O senhor acredita que as sociedades estejam fazendo o bastante, o senhor acredita que as lideranças estejam colocando em prática todos os meios disponíveis para parar as perseguições?

R.- Acredito que sim, que se está tentando fazer muito para proteger os próprios cidadãos. Porém, também poderia dizer que ainda há muito a ser feito e muito a caminhar. Na minha opinião, o que se deveria propor, antes de tudo, é prosseguir no caminho da educação nos verdadeiros valores da religião, e esta é uma responsabilidade dos líderes religiosos: como educar para os verdadeiros valores, para que uma nova geração de fiéis seja verdadeira, solidamente, enraizada nos valores de sua tradição religiosa. Depois, é necessário educar à ‘cidadania para todos’, de modo que, por meio desta cidadania para todos, sejam respeitadas as diferenças, comprometendo-se ao mesmo tempo na promoção dos direitos humanos no respeito e na reciprocidade. Creio que seja sempre necessário recordar e propor novamente às autoridades civis e religiosas, que cada membro das nossas sociedades deve ser protegido e valorizado, para que se construa em conjunto uma coesão social pelo bem comum, que afaste o fantasma do exclusivismo de qualquer tipo, porque somente a partir da diferença e no respeito é possível construir sociedades mais seguras e protegidas.

 

Então, na sua opinião, se deveria fazer ainda mais em relação ao que está sendo feito atualmente?
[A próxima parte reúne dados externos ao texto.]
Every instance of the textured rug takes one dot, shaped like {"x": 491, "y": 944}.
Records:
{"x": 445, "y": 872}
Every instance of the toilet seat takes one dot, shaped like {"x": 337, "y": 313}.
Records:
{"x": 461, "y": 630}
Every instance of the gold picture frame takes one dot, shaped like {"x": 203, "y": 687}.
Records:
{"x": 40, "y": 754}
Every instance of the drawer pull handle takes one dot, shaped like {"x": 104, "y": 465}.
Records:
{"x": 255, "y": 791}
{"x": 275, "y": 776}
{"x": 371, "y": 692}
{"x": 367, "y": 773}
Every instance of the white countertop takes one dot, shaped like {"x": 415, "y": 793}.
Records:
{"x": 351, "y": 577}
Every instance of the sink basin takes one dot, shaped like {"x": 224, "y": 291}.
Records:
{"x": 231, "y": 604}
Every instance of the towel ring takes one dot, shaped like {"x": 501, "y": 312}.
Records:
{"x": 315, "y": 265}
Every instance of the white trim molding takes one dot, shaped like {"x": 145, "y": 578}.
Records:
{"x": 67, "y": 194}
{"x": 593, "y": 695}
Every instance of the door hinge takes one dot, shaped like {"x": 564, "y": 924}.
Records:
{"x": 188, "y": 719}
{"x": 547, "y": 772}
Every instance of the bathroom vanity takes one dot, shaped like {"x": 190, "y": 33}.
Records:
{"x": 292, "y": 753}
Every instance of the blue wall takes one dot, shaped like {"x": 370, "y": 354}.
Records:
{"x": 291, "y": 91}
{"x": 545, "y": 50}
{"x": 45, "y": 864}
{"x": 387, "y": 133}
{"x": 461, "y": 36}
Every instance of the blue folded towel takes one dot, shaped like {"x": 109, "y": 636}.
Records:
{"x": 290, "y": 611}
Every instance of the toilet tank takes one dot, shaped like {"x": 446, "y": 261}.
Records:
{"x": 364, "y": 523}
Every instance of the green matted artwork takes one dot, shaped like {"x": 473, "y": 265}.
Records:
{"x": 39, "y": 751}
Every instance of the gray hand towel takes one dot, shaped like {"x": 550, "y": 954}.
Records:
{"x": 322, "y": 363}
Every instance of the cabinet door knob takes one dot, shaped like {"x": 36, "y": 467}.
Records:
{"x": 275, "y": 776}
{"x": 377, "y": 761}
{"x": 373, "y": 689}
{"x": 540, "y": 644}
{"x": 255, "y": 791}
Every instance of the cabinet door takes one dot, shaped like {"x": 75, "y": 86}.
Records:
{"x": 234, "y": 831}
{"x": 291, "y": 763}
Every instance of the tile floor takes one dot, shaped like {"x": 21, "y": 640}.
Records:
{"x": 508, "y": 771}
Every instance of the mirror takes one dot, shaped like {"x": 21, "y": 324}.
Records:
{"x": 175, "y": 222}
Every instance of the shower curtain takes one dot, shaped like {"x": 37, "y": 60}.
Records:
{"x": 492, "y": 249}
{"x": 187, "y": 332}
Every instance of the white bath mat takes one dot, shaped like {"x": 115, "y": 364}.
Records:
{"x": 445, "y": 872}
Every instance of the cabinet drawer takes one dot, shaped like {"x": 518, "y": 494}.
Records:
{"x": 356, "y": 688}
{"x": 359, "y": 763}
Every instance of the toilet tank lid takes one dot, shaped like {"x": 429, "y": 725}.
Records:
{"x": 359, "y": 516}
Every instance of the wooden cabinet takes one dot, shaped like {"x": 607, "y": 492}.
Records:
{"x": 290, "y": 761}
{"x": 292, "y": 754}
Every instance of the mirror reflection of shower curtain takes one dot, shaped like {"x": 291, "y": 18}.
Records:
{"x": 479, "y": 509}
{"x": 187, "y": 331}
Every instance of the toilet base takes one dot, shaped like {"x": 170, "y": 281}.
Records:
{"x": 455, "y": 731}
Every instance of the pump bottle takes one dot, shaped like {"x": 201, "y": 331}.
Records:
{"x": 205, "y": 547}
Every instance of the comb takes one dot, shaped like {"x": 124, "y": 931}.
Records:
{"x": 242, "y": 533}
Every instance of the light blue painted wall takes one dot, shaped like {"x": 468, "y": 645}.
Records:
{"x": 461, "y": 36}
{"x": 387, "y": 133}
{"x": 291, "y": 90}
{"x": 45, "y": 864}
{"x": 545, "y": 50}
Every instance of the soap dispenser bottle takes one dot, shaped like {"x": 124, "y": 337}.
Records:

R.- Claro, porque está na experiência humana aspirar a melhorar, a fazer mais, em todos os âmbitos, e isso faz parte da nossa natureza humana. Nesse sentido, apreciamos muito os esforços, os apelos, que o Papa Francisco não cessa de dirigir à comunidade internacional, para que ela possa percorrer o caminho da inclusão, do colóquio e até mesmo da ternura, que se contrapõe radicalmente àqueles que promovem a violência e o terror. Portanto, acredito que seja relevante que se trabalhe nessa direção. Este Dia Internacional é um sinal concreto de como a comunidade internacional está trabalhando para encorajar, por meio da memória, a fazer sempre mais por uma convivência comum e pela paz mundial, daí a necessidade de caminharmos juntos no caminho da unidade, de solidariedade e da fraternidade, para fazer renascer os verdadeiros valores espirituais, para aliviar os sofrimentos desta humanidade ferida em que nos encontramos hoje.

O que mais lhe preocupa?

R.- Eu diria, entre outras coisas, a importância da educação em todos os níveis, sobretudo neste período sombrio, em que a humanidade vive imersa devido à pandemia de Covid-19. É preciso educar para os verdadeiros valores, onde toda a violência desapareça, para que uma nova geração possa crescer no espírito da fraternidade humana que pressupõe permanecer enraizados na própria identidade mas, ao mesmo tempo, aventurando-se a conhecer o outro, a respeitar o outro, porque por meio desta sinceridade de intenções, se possa colaborar na construção de um mundo novo, mais pacífico e solidário, enfim, mais fraterno.